Airport in Ontario, Canada

Holland Landing Airpark (formerly Hare Field) is located at the southern end of Holland Landing, Ontario, Canada. The airport is mainly used for training but tenants also offer charter, advertising and sightseeing services. The largest building is a 30,000 sqft hangar owned by Silverline Helicopters, while the smaller hangar belongs to Future Air.

The 40 acre private airfield has been considered as a potential home for York Regional Police Air2 helicopter.

The original 1900 ft grass strip was constructed by Wallace G. Hare in 1956, and a second, shorter 1200 ft runway was added shortly after. It served as a private airstrip for a handful of local pilots and at its peak, housed up to 20 private aircraft. In 1978, ultralights were becoming popular and two local ultralight companies established their businesses at Hare Field.

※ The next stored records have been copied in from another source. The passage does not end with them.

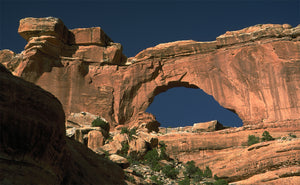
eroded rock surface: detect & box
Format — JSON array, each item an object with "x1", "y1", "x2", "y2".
[
  {"x1": 0, "y1": 64, "x2": 125, "y2": 184},
  {"x1": 158, "y1": 124, "x2": 300, "y2": 184},
  {"x1": 1, "y1": 17, "x2": 299, "y2": 128}
]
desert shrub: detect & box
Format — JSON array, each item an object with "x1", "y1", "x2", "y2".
[
  {"x1": 183, "y1": 160, "x2": 204, "y2": 182},
  {"x1": 178, "y1": 177, "x2": 190, "y2": 185},
  {"x1": 129, "y1": 127, "x2": 137, "y2": 136},
  {"x1": 120, "y1": 127, "x2": 136, "y2": 141},
  {"x1": 121, "y1": 127, "x2": 129, "y2": 134},
  {"x1": 214, "y1": 175, "x2": 220, "y2": 180},
  {"x1": 119, "y1": 141, "x2": 129, "y2": 157},
  {"x1": 125, "y1": 175, "x2": 136, "y2": 183},
  {"x1": 128, "y1": 128, "x2": 137, "y2": 141},
  {"x1": 184, "y1": 161, "x2": 199, "y2": 176},
  {"x1": 288, "y1": 133, "x2": 297, "y2": 138},
  {"x1": 150, "y1": 175, "x2": 163, "y2": 185},
  {"x1": 203, "y1": 166, "x2": 212, "y2": 178},
  {"x1": 92, "y1": 117, "x2": 110, "y2": 131},
  {"x1": 247, "y1": 135, "x2": 260, "y2": 146},
  {"x1": 214, "y1": 179, "x2": 228, "y2": 185},
  {"x1": 162, "y1": 164, "x2": 179, "y2": 179},
  {"x1": 143, "y1": 148, "x2": 162, "y2": 171},
  {"x1": 193, "y1": 170, "x2": 204, "y2": 182},
  {"x1": 103, "y1": 150, "x2": 110, "y2": 159},
  {"x1": 261, "y1": 131, "x2": 274, "y2": 142},
  {"x1": 152, "y1": 162, "x2": 163, "y2": 172},
  {"x1": 159, "y1": 141, "x2": 169, "y2": 160},
  {"x1": 127, "y1": 153, "x2": 140, "y2": 165},
  {"x1": 144, "y1": 149, "x2": 159, "y2": 163}
]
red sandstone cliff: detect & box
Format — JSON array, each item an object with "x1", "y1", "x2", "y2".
[
  {"x1": 0, "y1": 63, "x2": 125, "y2": 184},
  {"x1": 1, "y1": 17, "x2": 299, "y2": 128}
]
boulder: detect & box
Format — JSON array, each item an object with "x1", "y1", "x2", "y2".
[
  {"x1": 88, "y1": 130, "x2": 105, "y2": 151},
  {"x1": 132, "y1": 112, "x2": 160, "y2": 133},
  {"x1": 128, "y1": 137, "x2": 148, "y2": 159},
  {"x1": 192, "y1": 120, "x2": 224, "y2": 132},
  {"x1": 128, "y1": 132, "x2": 158, "y2": 159},
  {"x1": 101, "y1": 133, "x2": 128, "y2": 154},
  {"x1": 69, "y1": 27, "x2": 113, "y2": 46},
  {"x1": 18, "y1": 17, "x2": 69, "y2": 42},
  {"x1": 109, "y1": 154, "x2": 130, "y2": 169},
  {"x1": 138, "y1": 132, "x2": 159, "y2": 149}
]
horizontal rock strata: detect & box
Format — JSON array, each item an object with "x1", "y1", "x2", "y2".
[{"x1": 158, "y1": 125, "x2": 300, "y2": 184}]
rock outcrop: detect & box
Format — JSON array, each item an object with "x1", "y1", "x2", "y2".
[
  {"x1": 158, "y1": 124, "x2": 300, "y2": 184},
  {"x1": 0, "y1": 63, "x2": 125, "y2": 184},
  {"x1": 1, "y1": 17, "x2": 299, "y2": 128}
]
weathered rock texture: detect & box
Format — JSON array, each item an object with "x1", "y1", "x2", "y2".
[
  {"x1": 158, "y1": 124, "x2": 300, "y2": 184},
  {"x1": 0, "y1": 64, "x2": 125, "y2": 184},
  {"x1": 1, "y1": 18, "x2": 300, "y2": 128}
]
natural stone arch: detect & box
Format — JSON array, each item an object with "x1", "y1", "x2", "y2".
[
  {"x1": 116, "y1": 57, "x2": 247, "y2": 126},
  {"x1": 2, "y1": 18, "x2": 299, "y2": 128}
]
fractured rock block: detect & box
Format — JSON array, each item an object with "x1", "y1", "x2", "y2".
[
  {"x1": 18, "y1": 17, "x2": 69, "y2": 43},
  {"x1": 69, "y1": 27, "x2": 113, "y2": 46}
]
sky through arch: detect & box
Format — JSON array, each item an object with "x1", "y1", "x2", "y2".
[{"x1": 146, "y1": 87, "x2": 243, "y2": 128}]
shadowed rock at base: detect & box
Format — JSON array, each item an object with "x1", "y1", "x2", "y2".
[{"x1": 0, "y1": 63, "x2": 125, "y2": 184}]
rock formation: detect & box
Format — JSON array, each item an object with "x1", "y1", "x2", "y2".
[
  {"x1": 158, "y1": 124, "x2": 299, "y2": 184},
  {"x1": 1, "y1": 17, "x2": 299, "y2": 128},
  {"x1": 0, "y1": 63, "x2": 125, "y2": 184},
  {"x1": 1, "y1": 17, "x2": 300, "y2": 184}
]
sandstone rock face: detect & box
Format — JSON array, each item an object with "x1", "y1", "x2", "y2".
[
  {"x1": 158, "y1": 124, "x2": 300, "y2": 184},
  {"x1": 127, "y1": 131, "x2": 158, "y2": 159},
  {"x1": 130, "y1": 112, "x2": 160, "y2": 133},
  {"x1": 1, "y1": 18, "x2": 300, "y2": 128},
  {"x1": 0, "y1": 63, "x2": 125, "y2": 184},
  {"x1": 102, "y1": 133, "x2": 128, "y2": 155},
  {"x1": 87, "y1": 130, "x2": 105, "y2": 150},
  {"x1": 67, "y1": 112, "x2": 98, "y2": 128},
  {"x1": 0, "y1": 49, "x2": 22, "y2": 71},
  {"x1": 0, "y1": 63, "x2": 66, "y2": 183}
]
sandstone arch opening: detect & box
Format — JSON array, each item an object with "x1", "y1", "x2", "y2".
[{"x1": 146, "y1": 87, "x2": 243, "y2": 128}]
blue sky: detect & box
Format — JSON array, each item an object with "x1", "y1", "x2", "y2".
[{"x1": 1, "y1": 0, "x2": 299, "y2": 127}]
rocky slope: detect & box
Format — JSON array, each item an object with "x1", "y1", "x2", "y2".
[
  {"x1": 0, "y1": 64, "x2": 125, "y2": 184},
  {"x1": 1, "y1": 18, "x2": 299, "y2": 128},
  {"x1": 158, "y1": 124, "x2": 299, "y2": 184}
]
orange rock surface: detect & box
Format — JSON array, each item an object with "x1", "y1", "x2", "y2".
[
  {"x1": 1, "y1": 17, "x2": 299, "y2": 128},
  {"x1": 158, "y1": 124, "x2": 300, "y2": 183}
]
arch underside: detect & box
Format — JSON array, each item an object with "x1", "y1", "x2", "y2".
[{"x1": 118, "y1": 42, "x2": 300, "y2": 127}]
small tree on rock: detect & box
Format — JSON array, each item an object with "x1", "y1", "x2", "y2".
[
  {"x1": 92, "y1": 117, "x2": 110, "y2": 132},
  {"x1": 247, "y1": 135, "x2": 260, "y2": 146},
  {"x1": 203, "y1": 166, "x2": 212, "y2": 178},
  {"x1": 261, "y1": 131, "x2": 274, "y2": 142}
]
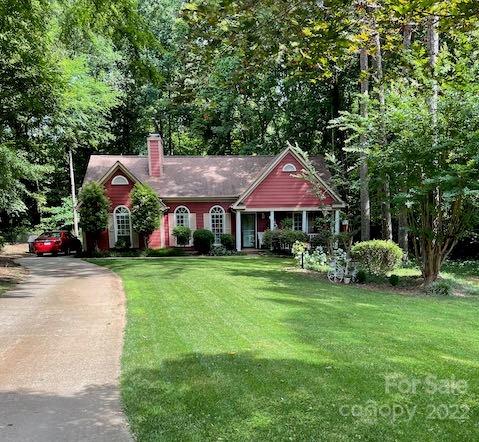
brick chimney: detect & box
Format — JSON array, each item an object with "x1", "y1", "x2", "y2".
[{"x1": 147, "y1": 134, "x2": 163, "y2": 177}]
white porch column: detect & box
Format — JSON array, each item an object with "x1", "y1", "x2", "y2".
[
  {"x1": 302, "y1": 210, "x2": 307, "y2": 233},
  {"x1": 334, "y1": 209, "x2": 340, "y2": 235},
  {"x1": 236, "y1": 210, "x2": 242, "y2": 251},
  {"x1": 270, "y1": 210, "x2": 275, "y2": 230}
]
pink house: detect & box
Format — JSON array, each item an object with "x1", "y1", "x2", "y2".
[{"x1": 82, "y1": 134, "x2": 346, "y2": 251}]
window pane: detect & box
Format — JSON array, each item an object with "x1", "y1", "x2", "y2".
[
  {"x1": 210, "y1": 207, "x2": 224, "y2": 244},
  {"x1": 115, "y1": 208, "x2": 131, "y2": 241},
  {"x1": 175, "y1": 207, "x2": 190, "y2": 227},
  {"x1": 293, "y1": 213, "x2": 302, "y2": 231}
]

In 2006, Hare Field was sold to Silverline Helicopters and became known as Holland Landing Airpark.

==Tenant==
Silverline Helicopters Inc. is a Canadian helicopter operator based in Holland Landing, at the Holland Landing Airpark (CLA4), Ontario Canada. Silverline Helicopters provides charter flights within areas including tourism, sightseeing, utility work, patrol, aerial firefighting and helicopter training. Silverline was established in 1999 to provide flight training with a Schweitzer 300B. It later expanded to provide helicopter charters.

On 18 April 2002, a Schweizer 269C helicopter operated by Silverline Helicopters was substantially damaged in an accident during a training flight at Holland Landing Airpark. The accident was caused when an instructor and student pilot failed to carry out the proper procedure for a practice autorotation emergency landing. The pair suffered only minor injuries.